To help accelerate natural language processing in biomedicine, Microsoft Research developed a BERT-based AI model that outperforms previous biomedicine natural languag processing (NLP) methods. The work promises to help researchers rapidly advance research in this field.

The model, built on top of Google’s BERT, can classify documents, extract medical information, detect specific name entities, and much more.

To develop the model, called PubMedBERT, the researchers compiled a comprehensive biomedical NLP benchmark, sourced from publicly-available datasets.
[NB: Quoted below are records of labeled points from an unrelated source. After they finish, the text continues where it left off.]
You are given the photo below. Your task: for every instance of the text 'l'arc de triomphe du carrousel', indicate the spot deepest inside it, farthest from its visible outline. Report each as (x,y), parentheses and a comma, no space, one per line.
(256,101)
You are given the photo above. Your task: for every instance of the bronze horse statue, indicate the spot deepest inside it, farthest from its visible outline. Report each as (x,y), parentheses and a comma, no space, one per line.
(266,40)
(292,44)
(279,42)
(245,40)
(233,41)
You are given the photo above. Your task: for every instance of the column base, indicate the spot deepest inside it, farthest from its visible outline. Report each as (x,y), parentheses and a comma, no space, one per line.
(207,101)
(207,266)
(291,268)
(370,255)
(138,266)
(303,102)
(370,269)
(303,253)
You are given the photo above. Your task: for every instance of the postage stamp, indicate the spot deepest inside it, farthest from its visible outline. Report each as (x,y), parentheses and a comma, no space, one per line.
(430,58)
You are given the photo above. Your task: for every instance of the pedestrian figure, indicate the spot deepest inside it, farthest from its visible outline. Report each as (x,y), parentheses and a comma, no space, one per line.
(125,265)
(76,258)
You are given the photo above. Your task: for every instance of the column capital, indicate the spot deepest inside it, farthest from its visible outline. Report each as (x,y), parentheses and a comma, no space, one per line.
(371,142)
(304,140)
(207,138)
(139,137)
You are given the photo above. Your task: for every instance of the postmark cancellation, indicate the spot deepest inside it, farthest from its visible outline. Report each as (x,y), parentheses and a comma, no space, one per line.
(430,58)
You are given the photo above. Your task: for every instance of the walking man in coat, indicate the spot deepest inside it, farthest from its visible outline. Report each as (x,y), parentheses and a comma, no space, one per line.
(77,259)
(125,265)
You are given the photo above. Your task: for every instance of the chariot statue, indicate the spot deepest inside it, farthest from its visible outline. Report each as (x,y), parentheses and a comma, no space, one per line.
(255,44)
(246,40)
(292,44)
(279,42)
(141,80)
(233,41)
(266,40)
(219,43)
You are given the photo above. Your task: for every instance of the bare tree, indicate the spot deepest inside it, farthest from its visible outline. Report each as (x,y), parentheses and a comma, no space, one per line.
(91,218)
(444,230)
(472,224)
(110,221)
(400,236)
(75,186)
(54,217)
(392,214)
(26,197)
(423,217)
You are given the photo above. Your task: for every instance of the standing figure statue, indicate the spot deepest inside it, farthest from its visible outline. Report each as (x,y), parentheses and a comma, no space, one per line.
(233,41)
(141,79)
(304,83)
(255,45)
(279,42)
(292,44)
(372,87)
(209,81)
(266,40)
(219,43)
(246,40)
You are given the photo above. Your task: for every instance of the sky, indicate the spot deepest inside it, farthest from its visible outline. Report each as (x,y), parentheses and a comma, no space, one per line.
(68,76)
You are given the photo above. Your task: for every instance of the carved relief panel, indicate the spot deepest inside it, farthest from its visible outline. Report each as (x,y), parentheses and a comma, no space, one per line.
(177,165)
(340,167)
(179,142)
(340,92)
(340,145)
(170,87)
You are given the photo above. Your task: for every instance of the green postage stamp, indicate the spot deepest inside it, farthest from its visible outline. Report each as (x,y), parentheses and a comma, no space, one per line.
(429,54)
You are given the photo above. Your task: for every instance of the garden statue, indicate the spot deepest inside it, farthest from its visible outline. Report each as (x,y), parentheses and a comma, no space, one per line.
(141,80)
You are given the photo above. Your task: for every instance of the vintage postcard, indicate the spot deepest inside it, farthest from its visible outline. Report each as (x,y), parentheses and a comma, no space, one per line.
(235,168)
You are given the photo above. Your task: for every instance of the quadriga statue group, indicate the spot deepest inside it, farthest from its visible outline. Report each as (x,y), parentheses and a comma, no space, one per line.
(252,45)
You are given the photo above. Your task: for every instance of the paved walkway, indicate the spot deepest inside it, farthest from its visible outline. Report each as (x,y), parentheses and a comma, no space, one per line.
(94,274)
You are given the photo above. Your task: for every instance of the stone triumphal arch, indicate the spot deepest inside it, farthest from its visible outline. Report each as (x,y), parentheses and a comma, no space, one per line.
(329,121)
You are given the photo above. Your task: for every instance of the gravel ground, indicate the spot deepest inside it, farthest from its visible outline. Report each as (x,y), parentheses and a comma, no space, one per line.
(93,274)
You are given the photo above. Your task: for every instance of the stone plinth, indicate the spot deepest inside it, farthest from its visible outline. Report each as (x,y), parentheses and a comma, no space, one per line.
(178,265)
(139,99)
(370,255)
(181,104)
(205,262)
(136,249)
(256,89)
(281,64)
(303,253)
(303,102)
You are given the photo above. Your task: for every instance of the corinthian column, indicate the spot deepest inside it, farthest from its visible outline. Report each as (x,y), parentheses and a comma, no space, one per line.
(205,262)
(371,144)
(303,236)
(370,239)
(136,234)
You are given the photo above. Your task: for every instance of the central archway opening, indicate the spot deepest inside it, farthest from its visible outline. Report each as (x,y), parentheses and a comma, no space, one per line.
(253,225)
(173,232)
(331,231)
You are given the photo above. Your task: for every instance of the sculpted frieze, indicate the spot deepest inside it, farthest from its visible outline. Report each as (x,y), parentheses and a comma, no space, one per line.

“Our experiments show that domain-specific pretraining serves as a solid foundation for a wide range of biomedical NLP tasks, leading to new state-of-the-art results across the board,” the researchers stated in their paper, Domain-Specific Language Model Pretraining for Biomedical Natural Language Processing.

The model was trained using vocabulary from the PubMed dataset which includes over 14 million abstracts and 3.2 billion words. They used an NVIDIA DGX-2 with 16 NVIDIA V100 GPUs, and NVIDIA’s NGC TensorFlow implementation.

Source: Microsoft. “The prevailing mixed-domain paradigm assumes that out-domain text is still helpful and typically initializes domain-specific pretraining with a general-domain language model and inherits its vocabulary. Bottom: Domain-specific pretraining from scratch derives the vocabulary and conducts pretraining using solely in-domain text.”

The researchers have released their state-of-the-art pretrained and task-specific models for the community, and have also created a leaderboard featuring a comprehensive benchmark called BLURB.